「国会答弁も誤り」また謝罪 統計不正で厚労相が...

01/29 20:09
今度は、国会の答弁を誤っていたと大臣が謝罪。
次々発覚する統計不正問題が、大きな波乱要素となっていくのだろうか。

根本厚労相は、「国民の皆さまの信頼回復に努めてまいります。それが私の責任であると考えています」と述べた。

厚労省による勤労統計の不正調査問題で、冒頭から荒れ模様。
まさに、“統計国会”の様相。

厚労省の特別監察委員会による調査について、身内の官僚のみで行った調査が7割弱にもおよぶことや、事務方No.2を含む幹部が同席し、質問をしていたことが新たに判明した。

29日朝、根本厚労相は、「第3者性の疑念を生じさせた」と認めつつも、「事務方は(第3者委の)事務のお手伝いをする」、「第3者委として、私は(第3者性)担保されていると思う」と、第3者性は保たれていると釈明した。

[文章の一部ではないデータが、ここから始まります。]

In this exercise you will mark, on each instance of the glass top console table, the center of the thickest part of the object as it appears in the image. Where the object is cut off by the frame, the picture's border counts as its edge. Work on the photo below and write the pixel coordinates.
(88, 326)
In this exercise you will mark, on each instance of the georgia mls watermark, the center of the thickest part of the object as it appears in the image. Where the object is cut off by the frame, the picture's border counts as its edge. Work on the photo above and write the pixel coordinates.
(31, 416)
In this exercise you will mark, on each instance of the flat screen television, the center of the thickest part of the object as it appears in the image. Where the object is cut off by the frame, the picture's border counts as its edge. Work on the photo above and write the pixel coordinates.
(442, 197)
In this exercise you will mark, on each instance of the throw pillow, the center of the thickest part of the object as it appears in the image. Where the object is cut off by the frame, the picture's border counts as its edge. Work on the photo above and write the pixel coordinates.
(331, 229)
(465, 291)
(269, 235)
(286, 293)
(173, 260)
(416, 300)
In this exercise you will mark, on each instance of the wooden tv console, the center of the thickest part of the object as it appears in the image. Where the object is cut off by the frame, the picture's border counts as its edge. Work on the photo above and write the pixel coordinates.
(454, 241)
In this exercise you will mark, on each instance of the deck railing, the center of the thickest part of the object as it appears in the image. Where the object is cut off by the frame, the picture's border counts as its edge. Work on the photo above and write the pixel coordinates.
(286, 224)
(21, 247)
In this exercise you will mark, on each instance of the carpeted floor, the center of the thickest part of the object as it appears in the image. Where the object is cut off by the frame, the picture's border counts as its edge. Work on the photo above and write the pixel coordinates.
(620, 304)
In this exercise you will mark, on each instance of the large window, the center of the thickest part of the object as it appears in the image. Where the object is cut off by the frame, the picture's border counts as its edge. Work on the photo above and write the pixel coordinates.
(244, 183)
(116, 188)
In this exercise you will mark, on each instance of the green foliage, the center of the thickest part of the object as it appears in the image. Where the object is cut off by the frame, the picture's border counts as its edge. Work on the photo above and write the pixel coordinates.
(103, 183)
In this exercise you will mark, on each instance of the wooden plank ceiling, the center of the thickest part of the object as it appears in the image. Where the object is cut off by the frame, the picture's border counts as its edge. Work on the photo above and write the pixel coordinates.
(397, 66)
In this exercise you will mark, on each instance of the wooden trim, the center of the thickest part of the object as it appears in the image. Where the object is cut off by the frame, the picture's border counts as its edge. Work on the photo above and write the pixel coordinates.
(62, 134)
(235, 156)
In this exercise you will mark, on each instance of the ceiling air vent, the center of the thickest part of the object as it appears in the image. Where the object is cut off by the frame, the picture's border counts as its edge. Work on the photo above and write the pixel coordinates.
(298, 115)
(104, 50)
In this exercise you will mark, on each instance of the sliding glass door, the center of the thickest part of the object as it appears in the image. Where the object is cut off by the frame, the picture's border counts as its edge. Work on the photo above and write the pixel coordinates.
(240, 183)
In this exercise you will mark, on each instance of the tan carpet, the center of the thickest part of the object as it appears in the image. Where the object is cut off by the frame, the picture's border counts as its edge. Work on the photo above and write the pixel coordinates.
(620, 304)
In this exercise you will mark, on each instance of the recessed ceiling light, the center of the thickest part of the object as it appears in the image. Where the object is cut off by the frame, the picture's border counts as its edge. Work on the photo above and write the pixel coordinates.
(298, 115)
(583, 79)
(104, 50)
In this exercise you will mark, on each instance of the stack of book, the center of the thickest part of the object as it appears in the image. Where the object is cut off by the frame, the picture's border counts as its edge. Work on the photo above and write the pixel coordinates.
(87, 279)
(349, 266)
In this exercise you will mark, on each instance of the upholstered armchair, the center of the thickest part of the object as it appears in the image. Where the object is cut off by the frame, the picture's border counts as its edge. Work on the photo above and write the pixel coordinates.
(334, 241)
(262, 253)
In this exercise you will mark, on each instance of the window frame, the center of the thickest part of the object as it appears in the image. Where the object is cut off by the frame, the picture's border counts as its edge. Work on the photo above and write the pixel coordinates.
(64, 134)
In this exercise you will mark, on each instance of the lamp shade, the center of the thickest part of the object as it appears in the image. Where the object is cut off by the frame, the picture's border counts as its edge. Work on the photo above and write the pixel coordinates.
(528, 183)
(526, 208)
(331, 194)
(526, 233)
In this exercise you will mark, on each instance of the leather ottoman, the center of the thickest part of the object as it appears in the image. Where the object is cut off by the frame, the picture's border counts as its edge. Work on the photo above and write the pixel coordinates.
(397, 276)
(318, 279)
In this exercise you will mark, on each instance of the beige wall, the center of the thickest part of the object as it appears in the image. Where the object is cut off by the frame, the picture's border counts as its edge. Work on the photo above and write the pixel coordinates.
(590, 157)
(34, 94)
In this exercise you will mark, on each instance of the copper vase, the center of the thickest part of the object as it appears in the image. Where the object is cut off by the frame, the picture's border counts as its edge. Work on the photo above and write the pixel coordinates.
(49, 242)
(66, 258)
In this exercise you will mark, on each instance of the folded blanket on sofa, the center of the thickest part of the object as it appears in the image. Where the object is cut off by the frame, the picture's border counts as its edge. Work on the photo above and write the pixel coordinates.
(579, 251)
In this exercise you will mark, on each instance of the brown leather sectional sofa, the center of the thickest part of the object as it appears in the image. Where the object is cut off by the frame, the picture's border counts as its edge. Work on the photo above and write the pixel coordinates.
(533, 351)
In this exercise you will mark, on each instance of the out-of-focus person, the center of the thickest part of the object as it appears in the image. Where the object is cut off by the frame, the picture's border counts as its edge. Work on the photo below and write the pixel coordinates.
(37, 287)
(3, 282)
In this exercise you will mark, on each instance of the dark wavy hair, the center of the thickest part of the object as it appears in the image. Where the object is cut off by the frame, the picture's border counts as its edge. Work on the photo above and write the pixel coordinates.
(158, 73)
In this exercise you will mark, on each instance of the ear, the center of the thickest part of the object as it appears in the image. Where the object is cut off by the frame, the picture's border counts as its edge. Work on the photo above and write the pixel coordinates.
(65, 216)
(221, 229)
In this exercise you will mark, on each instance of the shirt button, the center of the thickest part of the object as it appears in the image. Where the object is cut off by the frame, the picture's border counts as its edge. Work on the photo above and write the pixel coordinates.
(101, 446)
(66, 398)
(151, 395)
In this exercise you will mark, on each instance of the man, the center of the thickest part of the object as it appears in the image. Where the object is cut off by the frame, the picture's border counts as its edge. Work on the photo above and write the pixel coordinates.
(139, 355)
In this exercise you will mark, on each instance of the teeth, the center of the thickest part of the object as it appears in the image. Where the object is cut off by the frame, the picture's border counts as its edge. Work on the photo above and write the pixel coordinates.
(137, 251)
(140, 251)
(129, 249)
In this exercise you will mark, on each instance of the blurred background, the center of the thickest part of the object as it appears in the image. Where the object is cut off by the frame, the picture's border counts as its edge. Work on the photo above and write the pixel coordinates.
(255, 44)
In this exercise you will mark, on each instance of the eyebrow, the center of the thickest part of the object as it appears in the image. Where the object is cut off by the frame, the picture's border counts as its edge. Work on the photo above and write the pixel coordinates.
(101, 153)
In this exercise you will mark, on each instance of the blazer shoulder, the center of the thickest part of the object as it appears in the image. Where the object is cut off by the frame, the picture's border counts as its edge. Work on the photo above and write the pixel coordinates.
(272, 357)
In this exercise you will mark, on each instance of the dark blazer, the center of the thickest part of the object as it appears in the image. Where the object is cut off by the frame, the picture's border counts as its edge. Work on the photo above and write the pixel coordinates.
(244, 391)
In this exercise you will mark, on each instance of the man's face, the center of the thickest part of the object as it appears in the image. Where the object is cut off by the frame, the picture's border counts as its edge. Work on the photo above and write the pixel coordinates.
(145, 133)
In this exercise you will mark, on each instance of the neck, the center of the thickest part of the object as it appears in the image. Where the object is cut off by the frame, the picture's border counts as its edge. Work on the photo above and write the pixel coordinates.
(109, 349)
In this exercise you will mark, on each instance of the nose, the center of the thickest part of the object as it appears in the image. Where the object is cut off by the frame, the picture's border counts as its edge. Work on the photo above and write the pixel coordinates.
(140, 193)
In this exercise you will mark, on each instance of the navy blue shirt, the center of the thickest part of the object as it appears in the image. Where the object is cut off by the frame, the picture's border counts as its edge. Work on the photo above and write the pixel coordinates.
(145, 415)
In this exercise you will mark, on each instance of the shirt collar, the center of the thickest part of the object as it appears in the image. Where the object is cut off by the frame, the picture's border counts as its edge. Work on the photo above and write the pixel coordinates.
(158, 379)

しかし、ヒアリングした幹部の人数についても、国会で答弁した20人ではなく、12人だったと訂正。

29日の国会初論戦でも、野党から厳しい追及を受けた。

立憲民主・風間議員「調査の独立性は、完全に崩れています」

国民民主・森本議員「厚生労働相の責任は、極めて重い」

野党側は、厚生労働相を含め、不正調査の責任は、安倍政権全体にあると批判。

立憲民主・風間議員「根本厚労相の罷免と首相の辞任を求めます」

安倍首相「国民の信頼を回復するための努力を積み重ね、内閣総理大臣としての職責を、引き続き果たしていく決意であります。根本厚労相にも不足した給付の速やかな支払いや今回の事案の徹底した検証、再発防止に、引き続き全力で取り組んでいただきたい」

さらに、不正を公表しないまま、2018年、データ補正したことについて、結果的に「アベノミクス」の成果が“実際以上に強調されたのでは”と追及。

立憲民主・風間議員「首相は、ご自身が根拠とした数値は間違いであり、アベノミクス成功の根拠とは言えないとお認めになりますか?」

安倍首相「今回の再集計により、下方修正になった平成30年(2018年)の各月の伸び率の数値のみをお示しして、アベノミクスの成果であると強調したことはありません」

自民・萩生田幹事長代行は22日、BSフジ「プライムニュース」で、「(大臣)在任中に認知ができたかというと、かばうわけじゃありませんが、どなたが大臣になっても気づかなかった。統計の場合は、専門性の高い職員たちが閉鎖的な組織の中で各所やっていて...」と、問題は、統計を担当する部局の閉鎖性にあったと指摘。

政府関係者は、「この統計の問題は、本当に一部の部門で行われている局所的な問題だ。キャリアの監督が行き届かない部署だから」とした。

こうした中、新たに政府の基幹統計の1つ、「賃金構造統計調査」でも問題が発覚。

根本厚労相に対する責任追及の動きは、今後、大きな焦点となる見通し。

勤労統計問題だが、責任論や事実解明ばかりが目について、なかなか背景とか原因とか解決策が見えてこない。

今回は、厚労省の国民の所得や年金など、さまざまな統計を扱う部署で起きた問題で、そこについて、与野党の厚労相、副大臣などの政務3役の経験者に聞いた。

そうすると、各省で統計を扱う部署は、予算と人が削られる対象になりがちで多忙になり、モチベーションが上がらないといった話や、この部署は数学の専門家ばかりが集まって、その人事も、中でぐるぐる回っている、新しい上司が異動で来ても理解できないので任せっぱなしになる、その結果、現場職員の意欲は低下し、問題があっても報告しないようになるという話が出ている。

つまり、厚労省で、この部署は、予算・人気・評価の点で厳しい部署となる。

解決策として、ある大臣経験者は、厚労省では政策や法律作りに関わるところに人気が集まりがちなので、それを直すために、統計担当者など現場の評価を高くして、異動も行うような人事制度、そこから手をつけるべきだという話もあった。